# 2330 advise please



## .NEIL. (Dec 2, 2008)

Can anyone help me out with this before i go spending £6k


----------



## Trimix-leccy (Dec 4, 2007)

.NEIL. said:


> I am going to be enroling on a course for the C&G 2330 LEVERL 1 and 2 and also the NVQ 3 2356.
> 
> This will be a home learning course but still have to be working within the industy which i am so the essesments are not a problem.
> 
> ...


PLEASE read the other threads on here about these courses, PLEASE!!!!
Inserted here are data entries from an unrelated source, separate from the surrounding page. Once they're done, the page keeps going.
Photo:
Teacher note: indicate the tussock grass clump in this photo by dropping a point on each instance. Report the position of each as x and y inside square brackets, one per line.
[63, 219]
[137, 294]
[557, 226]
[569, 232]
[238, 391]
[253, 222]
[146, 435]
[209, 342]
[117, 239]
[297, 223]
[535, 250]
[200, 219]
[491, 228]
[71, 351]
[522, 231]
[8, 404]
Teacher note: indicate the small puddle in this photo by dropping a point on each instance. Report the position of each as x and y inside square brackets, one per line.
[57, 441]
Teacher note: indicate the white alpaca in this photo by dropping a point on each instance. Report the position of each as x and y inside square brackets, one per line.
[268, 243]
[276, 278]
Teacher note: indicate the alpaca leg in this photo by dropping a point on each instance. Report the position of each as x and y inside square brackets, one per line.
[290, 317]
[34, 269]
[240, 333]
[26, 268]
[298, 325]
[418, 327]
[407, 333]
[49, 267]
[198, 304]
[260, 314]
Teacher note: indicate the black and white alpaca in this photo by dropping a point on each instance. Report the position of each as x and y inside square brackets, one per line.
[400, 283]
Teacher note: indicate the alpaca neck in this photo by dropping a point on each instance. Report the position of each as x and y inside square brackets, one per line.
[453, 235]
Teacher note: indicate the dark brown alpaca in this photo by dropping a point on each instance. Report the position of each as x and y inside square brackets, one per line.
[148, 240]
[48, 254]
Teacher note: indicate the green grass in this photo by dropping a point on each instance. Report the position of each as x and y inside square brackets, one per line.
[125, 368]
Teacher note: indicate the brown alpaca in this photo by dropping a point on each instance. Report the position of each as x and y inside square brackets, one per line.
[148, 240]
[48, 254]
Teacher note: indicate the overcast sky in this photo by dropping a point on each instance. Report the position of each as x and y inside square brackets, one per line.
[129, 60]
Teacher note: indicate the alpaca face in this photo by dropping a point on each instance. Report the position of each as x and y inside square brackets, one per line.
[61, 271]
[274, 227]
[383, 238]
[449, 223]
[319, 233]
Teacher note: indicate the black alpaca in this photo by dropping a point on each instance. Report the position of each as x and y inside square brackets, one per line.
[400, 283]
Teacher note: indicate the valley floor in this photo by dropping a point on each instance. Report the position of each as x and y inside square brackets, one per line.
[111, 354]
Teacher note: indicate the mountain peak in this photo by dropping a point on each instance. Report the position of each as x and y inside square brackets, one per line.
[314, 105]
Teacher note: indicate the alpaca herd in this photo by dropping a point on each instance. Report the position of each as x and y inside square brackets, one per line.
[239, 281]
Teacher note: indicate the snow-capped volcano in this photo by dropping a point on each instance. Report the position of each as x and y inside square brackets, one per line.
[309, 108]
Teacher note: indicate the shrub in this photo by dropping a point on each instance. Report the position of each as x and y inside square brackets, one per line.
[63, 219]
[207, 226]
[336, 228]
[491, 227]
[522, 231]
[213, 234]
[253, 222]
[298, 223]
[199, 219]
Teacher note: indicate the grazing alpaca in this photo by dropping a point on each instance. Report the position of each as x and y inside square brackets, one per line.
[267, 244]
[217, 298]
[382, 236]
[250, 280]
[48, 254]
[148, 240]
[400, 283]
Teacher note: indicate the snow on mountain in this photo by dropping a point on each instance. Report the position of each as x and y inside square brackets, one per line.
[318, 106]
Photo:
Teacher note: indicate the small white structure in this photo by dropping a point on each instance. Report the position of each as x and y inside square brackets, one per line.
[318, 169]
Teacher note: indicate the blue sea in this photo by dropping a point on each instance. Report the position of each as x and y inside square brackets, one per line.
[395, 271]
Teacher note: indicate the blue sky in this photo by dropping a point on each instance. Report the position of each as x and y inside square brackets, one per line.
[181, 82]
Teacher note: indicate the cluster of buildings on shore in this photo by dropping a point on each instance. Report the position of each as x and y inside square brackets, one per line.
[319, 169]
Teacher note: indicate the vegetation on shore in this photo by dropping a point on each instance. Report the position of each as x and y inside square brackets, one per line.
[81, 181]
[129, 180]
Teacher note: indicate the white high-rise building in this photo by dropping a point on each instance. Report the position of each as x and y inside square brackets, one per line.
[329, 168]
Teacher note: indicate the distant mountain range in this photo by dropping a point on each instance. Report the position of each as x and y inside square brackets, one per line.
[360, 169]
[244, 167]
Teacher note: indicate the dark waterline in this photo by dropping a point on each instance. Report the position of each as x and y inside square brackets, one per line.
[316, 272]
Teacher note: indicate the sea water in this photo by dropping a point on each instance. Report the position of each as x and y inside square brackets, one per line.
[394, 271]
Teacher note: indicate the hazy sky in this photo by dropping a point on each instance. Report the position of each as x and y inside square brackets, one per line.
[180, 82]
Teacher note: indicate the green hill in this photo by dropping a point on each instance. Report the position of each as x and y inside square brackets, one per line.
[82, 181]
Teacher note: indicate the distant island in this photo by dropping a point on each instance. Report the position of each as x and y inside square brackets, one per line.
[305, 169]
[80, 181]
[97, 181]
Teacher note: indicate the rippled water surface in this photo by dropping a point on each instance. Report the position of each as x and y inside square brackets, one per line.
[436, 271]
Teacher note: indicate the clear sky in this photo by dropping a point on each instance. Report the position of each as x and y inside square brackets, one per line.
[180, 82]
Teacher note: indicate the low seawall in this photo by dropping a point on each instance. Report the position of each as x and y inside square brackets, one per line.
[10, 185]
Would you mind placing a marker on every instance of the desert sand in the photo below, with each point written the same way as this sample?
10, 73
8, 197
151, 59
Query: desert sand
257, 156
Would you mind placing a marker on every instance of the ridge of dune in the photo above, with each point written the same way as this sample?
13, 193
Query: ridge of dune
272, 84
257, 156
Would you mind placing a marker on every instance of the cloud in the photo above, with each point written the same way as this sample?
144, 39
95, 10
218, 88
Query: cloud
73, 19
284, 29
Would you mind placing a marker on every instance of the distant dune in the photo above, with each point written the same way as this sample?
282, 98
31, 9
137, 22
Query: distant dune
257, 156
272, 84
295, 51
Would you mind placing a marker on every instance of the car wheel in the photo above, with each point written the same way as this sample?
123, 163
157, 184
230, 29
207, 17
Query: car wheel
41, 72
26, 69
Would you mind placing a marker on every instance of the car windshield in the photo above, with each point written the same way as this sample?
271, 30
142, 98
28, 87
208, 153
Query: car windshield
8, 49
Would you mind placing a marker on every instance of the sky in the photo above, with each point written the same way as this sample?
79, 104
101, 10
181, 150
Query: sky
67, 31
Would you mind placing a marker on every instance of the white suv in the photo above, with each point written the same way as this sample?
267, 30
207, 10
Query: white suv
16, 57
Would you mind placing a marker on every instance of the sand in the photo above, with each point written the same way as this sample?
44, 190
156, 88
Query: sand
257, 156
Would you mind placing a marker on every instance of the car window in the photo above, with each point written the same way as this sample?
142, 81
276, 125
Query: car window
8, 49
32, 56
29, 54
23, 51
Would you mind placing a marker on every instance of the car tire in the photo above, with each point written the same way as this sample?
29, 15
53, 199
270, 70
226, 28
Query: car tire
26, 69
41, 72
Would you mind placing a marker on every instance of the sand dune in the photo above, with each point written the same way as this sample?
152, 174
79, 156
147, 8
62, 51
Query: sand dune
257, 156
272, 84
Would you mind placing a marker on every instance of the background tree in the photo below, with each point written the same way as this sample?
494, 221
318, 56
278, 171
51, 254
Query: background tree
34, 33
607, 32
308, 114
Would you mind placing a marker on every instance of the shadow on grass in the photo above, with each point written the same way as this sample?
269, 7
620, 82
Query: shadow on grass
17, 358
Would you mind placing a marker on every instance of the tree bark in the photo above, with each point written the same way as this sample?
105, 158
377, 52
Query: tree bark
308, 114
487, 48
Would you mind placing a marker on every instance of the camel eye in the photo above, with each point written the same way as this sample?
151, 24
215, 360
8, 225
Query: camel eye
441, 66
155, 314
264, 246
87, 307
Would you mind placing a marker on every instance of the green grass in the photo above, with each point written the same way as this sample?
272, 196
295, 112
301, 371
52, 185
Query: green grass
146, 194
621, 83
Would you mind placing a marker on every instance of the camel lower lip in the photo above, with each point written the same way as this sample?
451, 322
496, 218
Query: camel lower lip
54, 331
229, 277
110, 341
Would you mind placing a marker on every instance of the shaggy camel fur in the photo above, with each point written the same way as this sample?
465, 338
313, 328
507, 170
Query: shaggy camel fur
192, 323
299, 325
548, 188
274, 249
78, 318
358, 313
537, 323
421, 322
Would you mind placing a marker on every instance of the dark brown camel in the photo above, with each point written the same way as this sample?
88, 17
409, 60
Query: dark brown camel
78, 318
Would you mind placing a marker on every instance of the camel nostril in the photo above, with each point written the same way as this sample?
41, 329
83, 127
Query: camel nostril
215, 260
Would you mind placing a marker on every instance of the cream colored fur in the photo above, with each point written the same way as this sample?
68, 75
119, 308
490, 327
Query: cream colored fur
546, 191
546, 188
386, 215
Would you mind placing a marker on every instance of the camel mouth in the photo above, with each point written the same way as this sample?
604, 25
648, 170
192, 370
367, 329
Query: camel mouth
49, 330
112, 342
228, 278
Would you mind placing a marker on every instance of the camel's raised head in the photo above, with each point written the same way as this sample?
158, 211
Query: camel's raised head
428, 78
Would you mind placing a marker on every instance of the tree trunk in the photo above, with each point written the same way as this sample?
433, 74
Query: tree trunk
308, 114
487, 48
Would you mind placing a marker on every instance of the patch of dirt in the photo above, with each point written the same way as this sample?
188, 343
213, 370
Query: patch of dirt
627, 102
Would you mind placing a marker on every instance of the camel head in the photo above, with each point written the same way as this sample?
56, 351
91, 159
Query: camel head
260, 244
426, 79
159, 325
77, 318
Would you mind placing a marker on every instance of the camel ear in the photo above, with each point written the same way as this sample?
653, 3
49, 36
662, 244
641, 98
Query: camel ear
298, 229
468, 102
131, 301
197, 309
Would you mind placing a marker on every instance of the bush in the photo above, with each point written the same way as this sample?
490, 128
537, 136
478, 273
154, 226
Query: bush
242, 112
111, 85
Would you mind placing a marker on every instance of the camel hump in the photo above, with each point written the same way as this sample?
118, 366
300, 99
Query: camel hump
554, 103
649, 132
WHAT will you be qualifies to do?

Technician???? 

Took me At least 12 years to do that!
O Levels
A levels
ONC
University
Apprenticeship
City and Guilds in Electronics
Shed load of other stuff 


I'd hate to see 6K go down the pan


There are pages upon pages on here about it. Just look on the UK pages, search for 'courses'


----------



## .NEIL. (Dec 2, 2008)

Many thanks will have a look


----------



## sparkie (Apr 2, 2008)

robbing bastards-local college better,


----------



## ohm-my-god (Sep 5, 2009)

cost me less than 2k to get to end of L3 part time....? yeah technician is like the highest JIB level ain't it??


----------